The goal of treating Raynaud's is to lessen the frequency and intensity of episodes and avoid tissue damage from lack of blood flow [6]. Conservative treatment involves lifestyle changes like staying warm, avoiding cold, managing stress, quitting smoking, and avoiding stimulants. If these steps are not enough, vasodilators are utilized for pharmacologic treatment. Initial therapy consists of dihydropyridine calcium channel blockers (DHP CCBs) like amlodipine and nifedipine, which are initiated with small doses and increased slowly over time. Possible adverse reactions consist of peripheral swelling, rapid heartbeat, reflexively increased heart rate, lightheadedness, and migraines. Some reasons to avoid using this treatment are low blood pressure, swelling in the limbs, chest pain, heart attack, aortic valve narrowing, thickened heart muscles, and high blood pressure in the lungs. CCBs are not recommended during pregnancy unless digital ischemia is present [6]. In patients who do not have a positive reaction to DHP CCBs, phosphodiesterase (PDE) inhibitors, such as sildenafil, can be included or used alone. Sildenafil is initiated with a low dose and adjusted gradually within four to six weeks. Additional options consist of topical nitrates, for example, nitroglycerin cream, which may result in systemic side effects such as low blood pressure, lightheadedness, and headaches. Other potential treatment choices for cases that do not respond to treatment include losartan, fluoxetine, and prazosin. Serious situations involving tissue ischemia may need intravenous prostaglandin infusions (iloprost, epoprostenol, treprostinil, alprostadil) with potent vasodilatory and antiplatelet aggregation properties. Bosentan, a medication that blocks the endothelin-1 receptor, is prescribed for recurring ulcers on the fingers in connective tissue disorders such as systemic sclerosis [3]. In severe, refractory cases, surgical sympathectomy is considered as a treatment option, involving the removal of sympathetic nerves responsible for vasoconstriction. For individuals who cannot tolerate low-dose aspirin, clopidogrel or dipyridamole are recommended as alternatives in cases of secondary Raynaud phenomenon with ischemic ulceration [7].

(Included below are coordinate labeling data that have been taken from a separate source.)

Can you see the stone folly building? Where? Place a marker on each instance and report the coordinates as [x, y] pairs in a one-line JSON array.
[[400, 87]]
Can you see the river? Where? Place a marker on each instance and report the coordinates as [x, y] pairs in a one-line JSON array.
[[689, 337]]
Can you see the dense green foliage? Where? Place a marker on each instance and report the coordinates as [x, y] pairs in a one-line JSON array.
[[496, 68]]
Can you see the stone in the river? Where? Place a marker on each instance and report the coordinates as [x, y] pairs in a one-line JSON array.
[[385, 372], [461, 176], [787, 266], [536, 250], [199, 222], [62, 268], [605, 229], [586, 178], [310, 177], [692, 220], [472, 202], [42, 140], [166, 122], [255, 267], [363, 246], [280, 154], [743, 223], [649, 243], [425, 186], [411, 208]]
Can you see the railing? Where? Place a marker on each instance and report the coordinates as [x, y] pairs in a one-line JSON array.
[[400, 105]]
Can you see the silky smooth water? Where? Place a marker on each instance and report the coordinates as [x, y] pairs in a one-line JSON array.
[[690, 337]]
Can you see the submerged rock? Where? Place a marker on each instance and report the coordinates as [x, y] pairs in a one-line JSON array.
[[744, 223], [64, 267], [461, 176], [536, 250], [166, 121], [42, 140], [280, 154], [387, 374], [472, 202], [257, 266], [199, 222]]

Primary Raynaud's may improve on its own while secondary Raynaud's phenomenon usually does not show improvement. Pregnancy may benefit Raynaud's by increasing blood flow and oxygenation in the extremities through higher red blood cell mass and plasma volume. Severe Raynaud's can result in tissue ischemia, which may lead to necrosis and possible amputation of the affected area [7].
Conclusions
Raynaud’s phenomenon represents a dynamic interplay of vascular, neurogenic, and immune factors leading to episodic vasoconstriction primarily in the extremities. This condition, split into primary and secondary forms, poses varied etiologies ranging from isolated vascular reactivity to associations with systemic diseases and external factors. Effective management hinges on a tailored approach, prioritizing conservative measures and escalating to pharmacological or surgical interventions as necessary. The nuanced understanding of its pathophysiology is critical for timely diagnosis and tailored therapeutic strategies, which are essential to mitigate its impact and enhance the quality of life for affected individuals.